The deal will be the latest in a series of sales of failed Korean companies since the 1997-98 Asian financial crisis.
Under the contract, Tata Motors will buy the truck maker through the purchase of new shares to be issued at the end of March, Daewoo Commercial Vehicle Co. Ltd said in a statement. The deal should close on March 29.
"It perfectly fits into Tata's existing range of products and more importantly gives it a foothold in the fast growing Chinese market," said Bombay-based Richard D'souza, an industry analyst with Four Dimensional Securities Ltd.
"I am confident that both companies will drive considerable benefits from this agreement," Ratan Tata, chairman of the Tata Group, said in a separate statement.
The Tata group runs about 80 companies, ranging from India's biggest software services exporter -- the unlisted Tata Consultancy Services -- to steel, hotels, tea, and wireless services firms.
The purchase amount does not include some liabilities and provisions against severance pay for employees but includes the perpetual and exclusive right to use Daewoo trademarks in Korea and overseas markets for the product range of the acquired division.
Daewoo Commercial Vehicle, spun off from Daewoo Motor in November 2002, is the second-largest maker of heavy commercial vehicles in South Korea and has a market share of 26 percent.

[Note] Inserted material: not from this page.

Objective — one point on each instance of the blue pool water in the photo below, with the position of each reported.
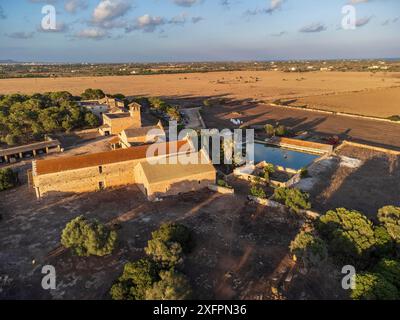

"With this deal, Daewoo Commercial is expected to have product competitiveness after strengthening research and development and after-sales services," said the court-appointed president of Daewoo, Chae Kwang-ok, in the statement.
Daewoo also produces tractors and other utility vehicles with an annual capacity of 20,000 vehicles. The firm, which has 800 employees, has been under court protection while its parent, Daewoo Motor, sold most of its passenger car operations to General Motors and partners in 2002.
Tata was selected as a preferred bidder late last year and has since completed due diligence.
Analysts estimate Tata Motors to end the fiscal year ending March with a total commercial vehicle production of about 150,000 units.